On May 7, 2026, Verizon confirmed it had cut a few hundred jobs nationwide in what is now the second major round of reductions in roughly six months. The company declined to provide an exact figure, telling reporters only that the cut amounted to less than 1% of its post-November workforce. Industry watchers and the most-cited press accounts have settled on a working estimate of roughly 500 positions.
A Verizon spokesperson framed the round as part of an ongoing rebalance, saying the company continues "to add headcount to grow parts of the business that are growing while making targeted job reductions to portions of the business where this is needed." Verizon was carrying more than 1,000 open job postings on its careers site at the time the May cut was announced.
The May round lands roughly seven months into the tenure of CEO Dan Schulman, the former PayPal chief executive who took over Verizon in October 2025. Within weeks of arriving, Schulman moved on the largest workforce reduction in the company's history.
One detail that separates the May 2026 round from most peer announcements is Verizon's refusal to give a number. Most public companies that file restructuring rounds disclose either a headcount figure, a percentage, a charge against earnings, or some combination of the three. Verizon offered only the qualitative phrasing, "less than 1%."
For workers and shareholders, that ambiguity carries weight. WARN Act filings, when required, will eventually fill in state-by-state numbers, and 8-K disclosures may surface a restructuring charge in upcoming quarters. Until then, the precise scope of the May reduction is set by the company alone.
Verizon's pattern under Schulman is becoming a familiar 2026 template: a single very large reduction within months of a CEO transition, followed by smaller, less-disclosed waves that are framed as ordinary operating tempo. The cumulative human cost can grow substantially while each individual round stays small enough to avoid headline-level scrutiny.
The May 2026 round comes against a backdrop of stable wireless industry demand, a resurgent fiber buildout, and Verizon's own stated growth ambitions in Frontier-territory markets after the closing of the Frontier Communications acquisition in early 2026. None of that was the lever cited for the cut. The cited lever is internal cost structure, full stop.
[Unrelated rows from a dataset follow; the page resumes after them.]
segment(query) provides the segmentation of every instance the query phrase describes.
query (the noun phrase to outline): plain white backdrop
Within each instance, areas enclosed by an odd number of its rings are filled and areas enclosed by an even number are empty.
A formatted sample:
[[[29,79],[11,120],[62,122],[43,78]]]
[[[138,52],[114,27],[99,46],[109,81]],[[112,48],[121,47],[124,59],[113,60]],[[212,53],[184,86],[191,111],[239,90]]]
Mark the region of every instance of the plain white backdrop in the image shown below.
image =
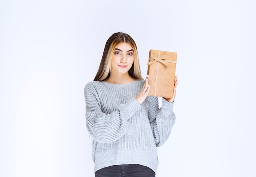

Watch for two things in the next two quarters. The first is whether a restructuring charge surfaces in Verizon's Q2 or Q3 earnings disclosures, which would put a dollar figure on what the company would not put a headcount figure on. The second is whether a Q4 round follows the same pattern, in which case the seven-month cumulative tally moves from 13,500-ish to a meaningfully larger number, and the May framing as a one-off rebalance does not survive contact with the rest of the year.